If you would like to reproduce this yourself here is the first input file and the second input file.

Need to read specific lines of text file that doesn't have a great format into data frame (preferably multiple data frames)?

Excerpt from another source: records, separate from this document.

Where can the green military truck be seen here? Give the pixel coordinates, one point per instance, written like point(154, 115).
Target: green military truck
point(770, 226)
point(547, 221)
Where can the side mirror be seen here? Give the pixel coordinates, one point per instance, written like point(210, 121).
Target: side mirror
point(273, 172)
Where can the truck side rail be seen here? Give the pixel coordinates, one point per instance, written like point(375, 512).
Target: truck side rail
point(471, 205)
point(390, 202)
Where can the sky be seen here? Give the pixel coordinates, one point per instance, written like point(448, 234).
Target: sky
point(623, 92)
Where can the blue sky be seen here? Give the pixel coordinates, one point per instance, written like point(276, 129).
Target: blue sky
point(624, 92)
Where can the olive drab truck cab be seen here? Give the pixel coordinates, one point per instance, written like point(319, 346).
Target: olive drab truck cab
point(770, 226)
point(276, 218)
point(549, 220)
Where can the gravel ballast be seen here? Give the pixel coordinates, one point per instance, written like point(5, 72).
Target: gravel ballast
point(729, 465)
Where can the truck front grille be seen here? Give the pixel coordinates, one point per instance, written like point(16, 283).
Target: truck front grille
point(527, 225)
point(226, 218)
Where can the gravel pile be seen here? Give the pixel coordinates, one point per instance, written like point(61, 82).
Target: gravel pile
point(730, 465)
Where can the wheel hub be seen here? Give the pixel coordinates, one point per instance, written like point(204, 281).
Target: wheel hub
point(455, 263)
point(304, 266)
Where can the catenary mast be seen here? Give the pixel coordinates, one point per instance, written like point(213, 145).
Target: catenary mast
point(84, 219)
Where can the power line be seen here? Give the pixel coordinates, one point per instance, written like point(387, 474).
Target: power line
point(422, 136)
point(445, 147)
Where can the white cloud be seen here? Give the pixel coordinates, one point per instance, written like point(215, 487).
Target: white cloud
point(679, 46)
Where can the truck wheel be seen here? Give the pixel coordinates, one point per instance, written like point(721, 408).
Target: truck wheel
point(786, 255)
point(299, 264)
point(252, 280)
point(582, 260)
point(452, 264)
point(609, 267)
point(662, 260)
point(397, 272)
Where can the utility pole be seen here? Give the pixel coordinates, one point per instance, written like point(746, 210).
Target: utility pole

I'm completely new to R and I'm not sure the best way to deal with this file so I'm really hoping someone can at least point me in the right direction. I've searched for other solutions and tried using grepl but can't seem to figure out the best way to only read some of the data. The file I'm trying to read in looks something like the text below:
##BLOCKS= 8
Plate: Plate01 1.3 PlateFormat Endpoint Absorbance Raw FALSE 1 1 630 1 12 96 1 8 None
Temperature(°C) 1 2 3 4 5 6 7 8 9 10 11 12
0.00 0.042 0.067 0.292 0.206 0.071 0.067 0.04 0.063 0.059 0.04 0.066 0.04
0.043 0.172 0.179 0.199 0.073 0.067 0.04 0.062 0.058 0.039 0.066 0.039
0.04 0.066 0.29 0.185 0.072 0.067 0.04 0.062 0.058 0.039 0.065 0.039
0.039 0.068 0.291 0.189 0.075 0.069 0.04 0.064 0.058 0.041 0.064 0.039
0.042 0.063 0.271 0.191 0.07 0.068 0.04 0.065 0.058 0.041 0.066 0.04
0.041 0.067 0.342 0.199 0.069 0.066 0.041 0.065 0.057 0.04 0.065 0.042
0.044 0.064 0.295 0.198 0.069 0.067 0.039 0.064 0.057 0.04 0.067 0.041
0.041 0.067 0.29 0.211 0.066 0.067 0.043 0.056 0.058 0.042 0.067 0.042
~End
Plate: Plate#1 1.3 PlateFormat Endpoint Absorbance Raw FALSE 1 1 630 1 12 96 1 8 None
Temperature(°C) 1 2 3 4 5 6 7 8 9 10 11 12
0.00 0.042 0.072 0.257 0.165 0.074 0.07 0.04 0.067 0.055 0.04 0.07 0.04
0.042 0.164 0.136 0.195 0.075 0.07 0.041 0.066 0.055 0.04 0.069 0.04
0.041 0.07 0.344 0.198 0.074 0.069 0.041 0.065 0.055 0.04 0.068 0.04
0.04 0.069 0.307 0.199 0.075 0.072 0.041 0.067 0.055 0.043 0.068 0.041
0.043 0.068 0.296 0.214 0.072 0.071 0.042 0.067 0.055 0.041 0.068 0.041
0.041 0.071 0.452 0.241 0.072 0.069 0.042 0.067 0.054 0.041 0.068 0.043
0.044 0.068 0.299 0.182 0.071 0.071 0.042 0.067 0.054 0.041 0.069 0.041
0.042 0.071 0.333 0.13 0.068 0.07 0.042 0.058 0.054 0.042 0.07 0.041
~End
I only want the columns/rows numbered 1-12 (next to Temperature) and the data under them. I'm new to R but do have some programming experience so I don't necessarily need someone to tell me exactly how to do this but if anyone could at least point me in the right direction of whatever functions I should be looking at I'd really appreciate the help!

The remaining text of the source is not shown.